If we can bring a common understanding and vocabulary to describing the beer we like and don’t like, and start persuading beer handlers to better protect their beer, then we can all enjoy the benefits.

About me:

MS, BS, Food Science and Technology
Published, Journal of the American Society of Brewing Chemists

Current Job: Sensory Panel Administrator, American Regional Craft Brewery

For the sake of of myself and my employer, I will take every step to maintain our privacy and anonymity.

The views expressed in this blog are not those of my employer, whoever that may be.

Email address is on the Contact page.


13 responses to “About

  1. How did you get into brewing?

    • A college microbiology course alerted me to the fact that some schools offer coursework on brewing and oenology. I sought out one of these schools and found a new home that I fell in love with. I love it because it encapsulates many different sciences and involves a unique product with an interesting history.

  2. I would be useful to know which state or region of these USofA you reside in.

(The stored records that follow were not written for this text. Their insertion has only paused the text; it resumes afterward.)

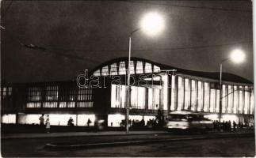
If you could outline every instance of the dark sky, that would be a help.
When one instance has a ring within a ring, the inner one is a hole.
[[[164,17],[165,30],[154,37],[136,32],[132,56],[217,72],[220,61],[233,49],[241,48],[246,62],[227,62],[224,71],[253,81],[250,1],[139,2],[2,2],[1,25],[6,31],[1,31],[2,79],[70,80],[86,69],[128,56],[129,32],[139,27],[144,13],[157,11]],[[19,43],[48,50],[30,49]]]

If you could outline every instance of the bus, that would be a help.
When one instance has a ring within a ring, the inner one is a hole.
[[[172,111],[167,117],[165,128],[171,130],[195,130],[202,132],[213,129],[212,121],[204,115],[191,111]]]

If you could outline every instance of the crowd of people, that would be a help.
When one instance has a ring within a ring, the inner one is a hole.
[[[235,132],[236,129],[249,128],[250,127],[247,122],[243,123],[239,122],[236,123],[235,121],[232,122],[231,121],[223,121],[220,122],[218,120],[213,121],[213,130],[216,131],[224,132]]]

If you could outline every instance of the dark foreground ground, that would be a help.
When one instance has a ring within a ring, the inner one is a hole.
[[[255,141],[253,134],[243,134],[243,137],[225,137],[213,134],[203,135],[178,135],[172,134],[135,134],[119,136],[94,137],[64,137],[41,138],[12,138],[2,139],[1,153],[3,157],[92,157],[92,156],[227,156],[242,157],[255,156]],[[224,135],[224,134],[220,134]],[[205,137],[197,140],[193,137]],[[207,138],[212,137],[212,138]],[[82,145],[86,143],[167,140],[176,141],[159,142],[144,142],[124,144],[121,145],[102,145],[97,147],[80,148],[49,148],[47,143],[55,145]],[[189,138],[179,141],[180,138]],[[191,138],[191,139],[190,139]]]

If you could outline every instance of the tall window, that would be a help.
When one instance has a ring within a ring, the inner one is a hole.
[[[239,91],[236,85],[234,86],[234,107],[233,107],[233,113],[237,114],[237,110],[239,107]]]
[[[57,101],[59,97],[58,86],[47,86],[45,96],[47,101]]]
[[[233,106],[233,86],[228,85],[227,86],[227,113],[231,113],[231,109]]]
[[[196,81],[191,81],[191,111],[195,111],[197,106],[197,87]]]
[[[126,87],[120,85],[111,85],[111,107],[124,108],[126,103]]]
[[[222,113],[227,112],[227,97],[224,97],[227,94],[226,87],[225,85],[222,85]]]
[[[86,88],[79,88],[78,90],[78,101],[90,101],[92,100],[92,89]]]
[[[100,70],[97,70],[96,71],[94,71],[94,76],[95,76],[95,77],[101,76]]]
[[[243,87],[239,86],[239,113],[243,114]]]
[[[109,75],[109,66],[108,66],[102,67],[102,69],[101,69],[101,75],[102,76]]]
[[[135,109],[145,109],[146,88],[132,86],[131,106]]]
[[[178,111],[181,111],[184,105],[184,83],[181,77],[178,77]]]
[[[210,112],[214,112],[216,101],[216,92],[215,88],[210,89]]]
[[[143,73],[143,62],[141,61],[137,61],[137,65],[136,65],[136,73]]]
[[[175,76],[171,77],[171,105],[170,110],[175,110]]]
[[[1,88],[1,91],[2,91],[1,97],[5,98],[5,97],[6,97],[8,96],[12,95],[13,89],[12,89],[11,87],[3,87],[3,88]]]
[[[145,63],[145,73],[152,73],[152,66],[151,63]]]
[[[250,106],[250,92],[248,86],[245,86],[244,92],[244,114],[248,114]]]
[[[197,96],[197,111],[201,111],[203,107],[203,86],[202,82],[197,82],[197,90],[198,90],[198,96]]]
[[[190,86],[189,80],[188,78],[185,79],[185,103],[184,109],[188,110],[190,104]]]
[[[216,112],[220,112],[220,89],[216,89]]]
[[[254,91],[250,91],[250,114],[253,115],[254,113]]]
[[[40,87],[30,87],[28,88],[28,102],[41,100],[41,88]]]
[[[111,64],[111,66],[110,66],[110,75],[117,75],[117,63]]]
[[[161,70],[160,70],[160,67],[159,66],[154,66],[154,73],[158,73]]]
[[[134,74],[134,62],[130,61],[130,74]]]
[[[158,110],[160,108],[160,88],[148,88],[148,109]]]
[[[209,83],[204,82],[204,111],[208,112],[209,111]]]
[[[119,74],[126,74],[125,62],[119,63]]]

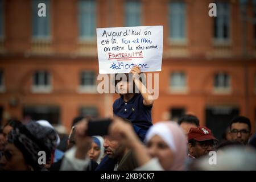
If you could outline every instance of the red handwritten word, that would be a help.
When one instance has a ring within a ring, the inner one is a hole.
[[[110,59],[131,59],[131,58],[143,58],[142,51],[135,52],[132,53],[109,53],[109,60]]]

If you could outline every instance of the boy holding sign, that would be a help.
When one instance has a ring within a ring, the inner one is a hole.
[[[129,80],[129,75],[126,73],[126,80],[123,78],[115,82],[121,97],[114,102],[113,109],[114,115],[131,122],[136,133],[143,141],[147,131],[152,126],[151,109],[154,99],[140,80],[141,73],[139,67],[135,65],[129,73],[132,74],[132,80]],[[131,90],[131,86],[134,88],[135,86],[139,89],[139,93],[136,93],[134,89],[131,93],[128,92]]]

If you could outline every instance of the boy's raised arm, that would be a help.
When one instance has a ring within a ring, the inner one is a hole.
[[[153,97],[146,86],[139,80],[139,75],[141,73],[141,69],[138,66],[135,65],[131,68],[130,73],[133,73],[133,79],[134,84],[138,88],[139,92],[143,98],[144,105],[151,106],[154,103]]]

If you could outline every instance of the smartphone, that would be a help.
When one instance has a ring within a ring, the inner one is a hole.
[[[110,118],[92,119],[88,122],[88,136],[104,136],[109,134],[109,127],[112,122]]]

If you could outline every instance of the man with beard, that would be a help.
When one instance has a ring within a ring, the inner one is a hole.
[[[232,140],[247,144],[251,136],[250,119],[243,116],[238,116],[231,121],[230,125]]]

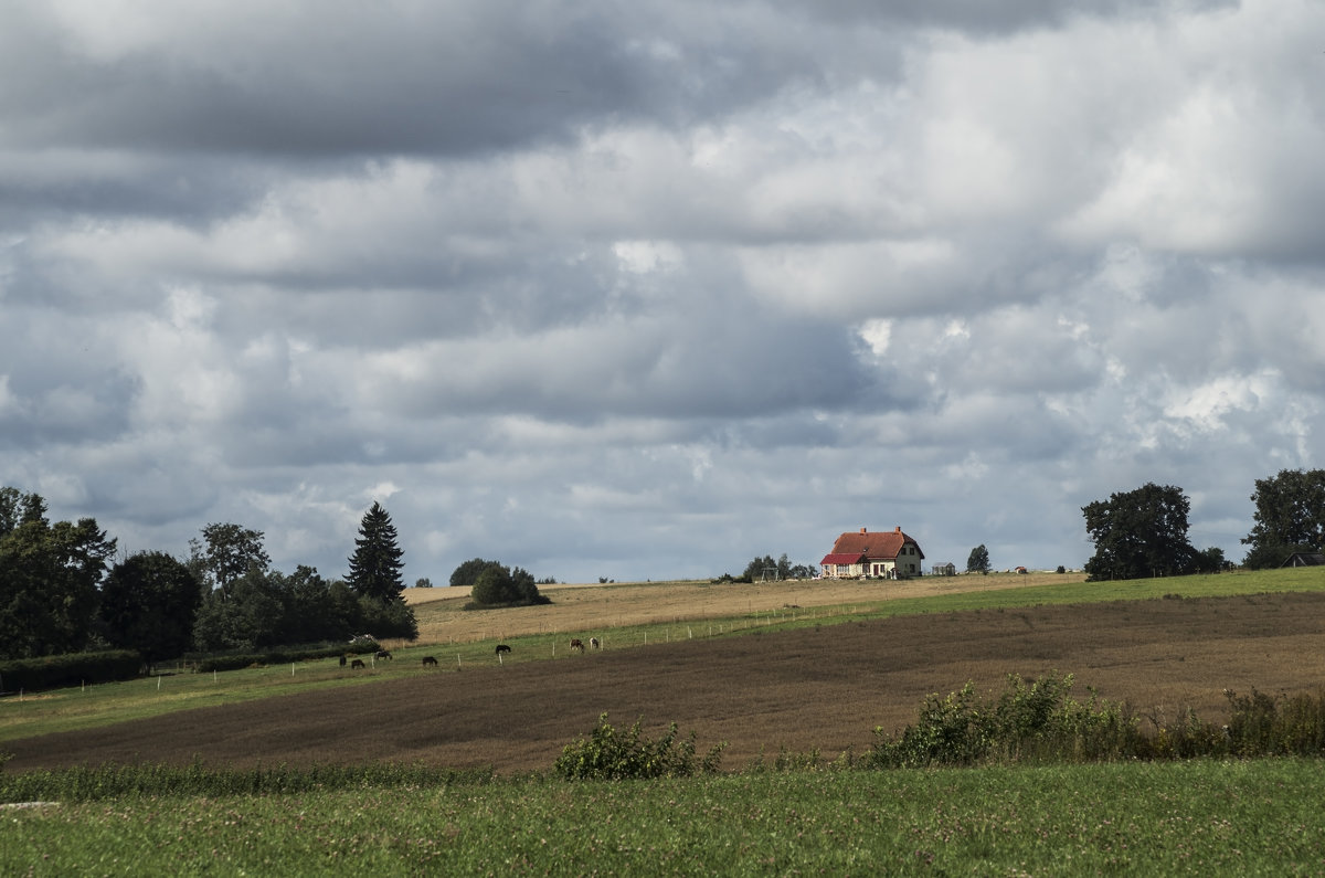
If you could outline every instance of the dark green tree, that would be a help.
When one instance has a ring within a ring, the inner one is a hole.
[[[0,658],[85,649],[114,552],[95,519],[52,524],[40,495],[0,492]]]
[[[380,503],[363,515],[359,525],[359,538],[354,541],[354,554],[350,556],[350,576],[346,582],[360,597],[378,601],[403,601],[405,589],[400,569],[404,552],[396,537],[396,525]]]
[[[203,528],[203,542],[189,541],[189,564],[204,578],[204,589],[220,589],[229,597],[231,585],[250,569],[265,573],[272,564],[262,548],[262,532],[237,524],[216,523]]]
[[[276,576],[256,566],[235,580],[229,592],[203,598],[193,623],[193,642],[204,653],[256,650],[282,641],[285,601]]]
[[[478,573],[469,597],[477,606],[530,606],[551,602],[539,594],[533,573],[522,568],[511,570],[497,561],[489,562]]]
[[[98,629],[111,646],[138,650],[148,666],[188,651],[203,592],[197,576],[164,552],[139,552],[110,569]]]
[[[755,558],[746,565],[746,569],[741,574],[741,578],[746,582],[763,582],[765,580],[775,580],[778,578],[778,562],[772,560],[771,554],[766,554],[762,558],[755,556]]]
[[[966,558],[966,572],[967,573],[990,572],[990,550],[984,548],[983,542],[971,549],[971,554]]]
[[[482,558],[470,558],[464,561],[454,570],[450,572],[450,588],[453,589],[469,589],[478,582],[478,574],[490,566],[501,566],[498,561],[485,561]]]
[[[1243,538],[1249,568],[1277,568],[1293,552],[1325,549],[1325,470],[1281,470],[1256,479],[1255,524]]]
[[[1187,541],[1190,508],[1182,488],[1154,483],[1081,507],[1094,542],[1086,581],[1191,573],[1196,550]]]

Thanks.

  3. Your insistence on anonymity is curious. It simply does not make sense. Given the knowledge that you have, why do you want to hide? Why would your employer care that you are sharing information with the general public? You say for your own sake and your employer’s. What benefit and advantage do you gain by remaining anonymous?

    • Well, it’s something that I’ve wrestled with on and off since I started this, but on balance I side with the anonymity and the reason can be boiled down to this: I want to be able to say that I don’t like a beer my company makes without upsetting my superiors and potentially endangering my employment. I also want to be able to say that I like a beer my company makes without my readers thinking it’s just marketing. I know that our marketing department likes to have tight control of the message, so I’m going to stay out of their way and keep it anonymous and objective.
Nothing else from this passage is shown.